Wednesday, January 29, 2014

Fear pt. 2

Not living up to who you are inside - that's something that people should really be afraid of.

There's a part of me that believes that I could be someone special in the future. That the encouragements from my family, my best friends - the promises my sister and I made together - are the foundation for who I am meant to be.

"Is writing really all I want out of life?"

"Am I going to actually be able to publish?"

"Does this person think I'm worth it?"

"Do I think I'm worth it?"

These things rush through my mind constantly.

My parents raised me under pressure. I suppose they expected a diamond to be piddled out of their efforts, but it left me with a permanent sense of expectation - their expectation. I'm supposed to grow-up to be better than my siblings. I'm supposed to make something of my life, get a good job, finish college, have a nice family, etc.

But all I really want is to get out. I just want to leave this town, this state, this country. I want to taste things and meet people, write about the way light fractures over mountains - or the fog that curls over London's streets. I want to be someone that isn't theirs, and then I question if that's actually me or not.
Is the me they want actually who I am, or is it just a mirage?

I don't know, and I guess I fear that, too.

Fear pt. 1


Fear should be something solid. It should be something you can face, something you can view and analyze - something a psychologist would actually be able to piece together and make sense of.
I don't fear something solid, though; I fear the things you can't see. I fear the concept that I'll never be able to find my place in the world. I fear that my life will find a desolate conclusion before I can actually reach one of my ambitions.

I'm afraid of emotions. I don't like the way they can encompass one's thoughts and blind logic, or the way I actually crave them as much as I hate them. They snuff out the senses, and they bind my ability to think. I want to think almost as much as I want to be able to just 'let go' and feel.
I fear the possibility that I might not have friends anymore. I fear letting people down and earning their distrust, abandoning those who I'm closest to.

But most of all, I think I fear never being able to write. The idea of losing that, of not being able to be a novelist or just bleed out my thoughts on paper - I fear that the most. Not living up to who you are inside - that's something that people should really be afraid of.
I need writing more than I need anything else, and without that, I'm not really me.

I fear that I'll lose myself. Not just with writing, but with life. I fear that I'll become a person that no one can be proud of.

Monday, January 27, 2014

Pranks - Paul


So, my best friend's father, Paul, has lived in Springfield since he was a child. He was one of those guys who lived out life in the worst and best possible ways, and he made it his personal goal to just experience everything.

When he was in high school, he and his best friend went to a college party. They chose to engage in a scavenger hunt that would involve a list of things they had to get if they wanted to win a big prize (which, most of the time it was a keg of beer). Among the several things on the list, one of them was an American flag - and they had to retrieve one off a pole. The only one they knew about - and was the closest - was at a McDonalds down the road.
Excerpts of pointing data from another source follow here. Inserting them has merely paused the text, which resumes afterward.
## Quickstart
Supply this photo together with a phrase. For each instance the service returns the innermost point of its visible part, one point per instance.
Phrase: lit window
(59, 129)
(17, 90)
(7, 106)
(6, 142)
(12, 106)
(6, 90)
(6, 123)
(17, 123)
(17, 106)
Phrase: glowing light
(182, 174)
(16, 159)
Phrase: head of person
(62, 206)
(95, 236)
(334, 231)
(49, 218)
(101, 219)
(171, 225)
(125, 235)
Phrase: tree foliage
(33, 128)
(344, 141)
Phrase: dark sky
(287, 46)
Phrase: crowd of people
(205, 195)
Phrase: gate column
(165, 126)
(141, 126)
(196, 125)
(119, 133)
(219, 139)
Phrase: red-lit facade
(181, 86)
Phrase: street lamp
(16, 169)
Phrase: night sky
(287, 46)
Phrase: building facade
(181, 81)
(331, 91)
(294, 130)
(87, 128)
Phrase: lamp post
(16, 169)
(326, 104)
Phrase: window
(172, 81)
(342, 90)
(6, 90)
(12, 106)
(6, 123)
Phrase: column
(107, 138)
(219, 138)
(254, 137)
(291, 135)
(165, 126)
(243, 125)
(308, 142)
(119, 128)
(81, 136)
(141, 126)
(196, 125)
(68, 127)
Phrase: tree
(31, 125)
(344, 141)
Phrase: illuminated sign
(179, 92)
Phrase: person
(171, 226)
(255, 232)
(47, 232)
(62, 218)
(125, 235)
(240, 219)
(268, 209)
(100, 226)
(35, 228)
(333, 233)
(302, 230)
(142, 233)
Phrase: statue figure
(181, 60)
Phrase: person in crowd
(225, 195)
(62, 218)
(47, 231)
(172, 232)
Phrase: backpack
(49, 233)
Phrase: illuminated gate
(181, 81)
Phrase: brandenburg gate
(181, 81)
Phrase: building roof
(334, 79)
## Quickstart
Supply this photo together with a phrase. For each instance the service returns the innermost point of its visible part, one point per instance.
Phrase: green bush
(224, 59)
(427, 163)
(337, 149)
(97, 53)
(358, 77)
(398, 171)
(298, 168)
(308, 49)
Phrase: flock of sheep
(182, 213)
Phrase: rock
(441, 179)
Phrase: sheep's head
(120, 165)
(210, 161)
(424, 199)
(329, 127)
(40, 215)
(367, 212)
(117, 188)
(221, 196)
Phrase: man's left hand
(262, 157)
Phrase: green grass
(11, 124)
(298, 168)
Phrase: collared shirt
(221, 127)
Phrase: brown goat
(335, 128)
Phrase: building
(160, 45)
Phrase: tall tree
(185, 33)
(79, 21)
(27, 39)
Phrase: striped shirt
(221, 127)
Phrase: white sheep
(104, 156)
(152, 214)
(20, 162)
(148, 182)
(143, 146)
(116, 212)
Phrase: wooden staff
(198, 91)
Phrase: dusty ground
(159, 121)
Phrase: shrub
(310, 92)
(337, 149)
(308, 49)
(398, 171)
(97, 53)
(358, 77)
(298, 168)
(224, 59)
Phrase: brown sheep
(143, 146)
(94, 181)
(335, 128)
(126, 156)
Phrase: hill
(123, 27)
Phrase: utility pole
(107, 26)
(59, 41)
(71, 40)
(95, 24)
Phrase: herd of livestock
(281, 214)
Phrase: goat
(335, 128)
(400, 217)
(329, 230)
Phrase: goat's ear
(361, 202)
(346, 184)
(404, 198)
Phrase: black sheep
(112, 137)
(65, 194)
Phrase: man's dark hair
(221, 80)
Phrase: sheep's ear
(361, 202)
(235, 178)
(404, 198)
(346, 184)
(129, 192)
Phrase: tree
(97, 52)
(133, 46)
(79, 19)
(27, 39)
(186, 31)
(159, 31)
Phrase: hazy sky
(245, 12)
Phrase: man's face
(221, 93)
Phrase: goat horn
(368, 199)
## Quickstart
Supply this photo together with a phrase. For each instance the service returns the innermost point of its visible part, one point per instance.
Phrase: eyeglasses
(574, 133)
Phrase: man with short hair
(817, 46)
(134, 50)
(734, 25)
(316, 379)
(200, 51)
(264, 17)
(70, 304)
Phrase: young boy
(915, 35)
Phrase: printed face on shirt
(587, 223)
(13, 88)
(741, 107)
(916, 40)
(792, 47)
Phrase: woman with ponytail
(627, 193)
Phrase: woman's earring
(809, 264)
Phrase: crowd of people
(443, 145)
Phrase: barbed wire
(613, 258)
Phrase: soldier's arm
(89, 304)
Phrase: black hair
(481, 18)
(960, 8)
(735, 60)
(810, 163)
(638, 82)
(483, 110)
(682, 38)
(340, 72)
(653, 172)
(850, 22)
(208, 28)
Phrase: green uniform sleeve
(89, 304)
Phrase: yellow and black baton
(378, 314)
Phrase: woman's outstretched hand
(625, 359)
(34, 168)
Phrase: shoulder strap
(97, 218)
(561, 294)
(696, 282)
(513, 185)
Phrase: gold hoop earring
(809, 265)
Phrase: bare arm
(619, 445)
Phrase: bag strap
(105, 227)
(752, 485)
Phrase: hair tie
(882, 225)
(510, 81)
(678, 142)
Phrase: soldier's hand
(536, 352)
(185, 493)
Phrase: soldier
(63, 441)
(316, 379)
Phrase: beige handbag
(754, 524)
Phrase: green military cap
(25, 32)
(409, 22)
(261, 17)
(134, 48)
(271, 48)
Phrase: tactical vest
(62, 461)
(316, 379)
They drove there, and it was around late hours, when dinner crowds were dying down and the light was all about gone. Usually McDonalds restaurants have clear, broad glass windows - so the endeavor wouldn't be easy. So, his best friend suggested that he would distract the people in the restaurant and Paul would get the flag off the pole.

His best friend ran over to the nearest window while Paul worked on the flag, and before it was even halfway down, he could hear people yelling. When he turned around, his best friend's pants were around his ankles and he was mooning half the restaurant.

They didn't win the prize, but they managed to get away with the flag.